On Behalf of | Mar 5, 2021 | Property Division |

Divorce is typically a time of uncertainty. It can be hard to imagine what your future will look like while transitioning out of a major relationship. Combine the changes in your personal life with the need to split your property, and it can be very hard to predict the future.

Every divorce has a unique outcome based either on marital agreements signed by the couple divorcing or state laws as interpreted by a family law judge. Some couples can also negotiate their own terms for a divorce before they file. If you don’t have a prenuptial or postnuptial agreement, what can you expect in an upcoming California divorce?

The law grants each spouse half of the community property

California uses the community property standard for splitting up the belongings and debts of spouses. Some of your property, including what you owned before you got married, gifts that you receive and any inheritances, are separate property that the courts usually won’t split up in a divorce.

Assets acquired during a marriage, income earned while married and debts accumulated during marriage are typically community property subject to division. The courts typically split every community asset and community debt evenly. However, not everything in property division is black and white.

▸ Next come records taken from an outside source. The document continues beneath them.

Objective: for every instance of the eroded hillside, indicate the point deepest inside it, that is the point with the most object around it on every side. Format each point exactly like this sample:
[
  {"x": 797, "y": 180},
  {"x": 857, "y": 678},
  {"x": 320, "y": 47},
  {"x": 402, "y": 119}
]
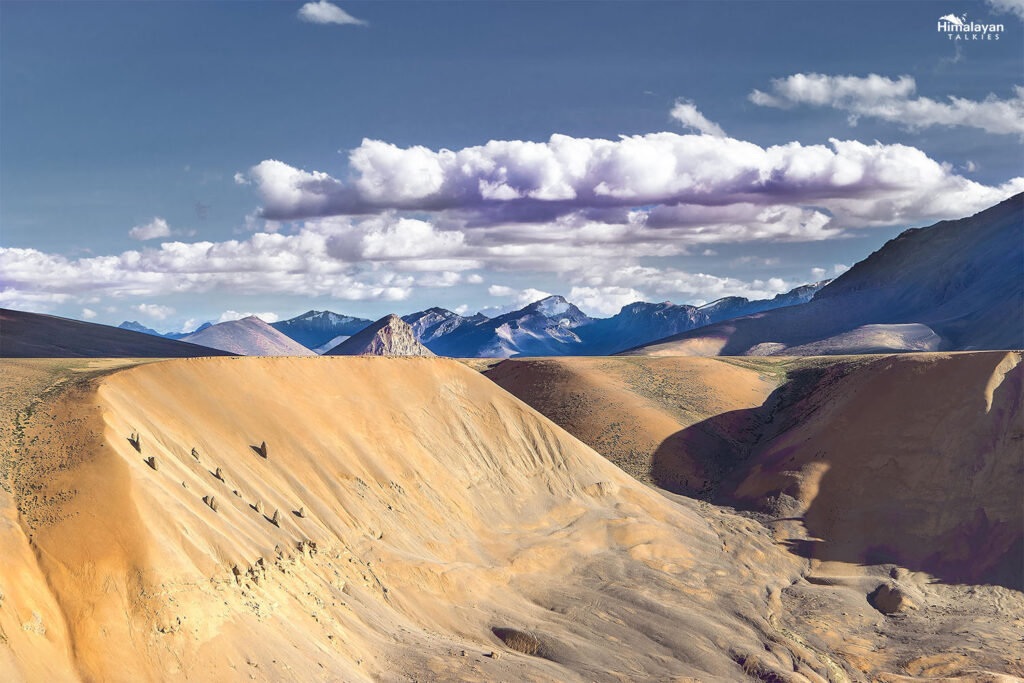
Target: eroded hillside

Quasi-community property includes assets acquired in other states that would be community property in California. The courts generally split these assets like they would community property. Commingling of separate and community property might endanger the protections afforded to separate property. There may have been acts of dissipation or hidden assets that affect how the courts rule.

Although exactly predicting the outcome is impossible, you can likely estimate the results of your divorce if you understand the law and your assets well enough. Your family law attorney can provide valuable guidance.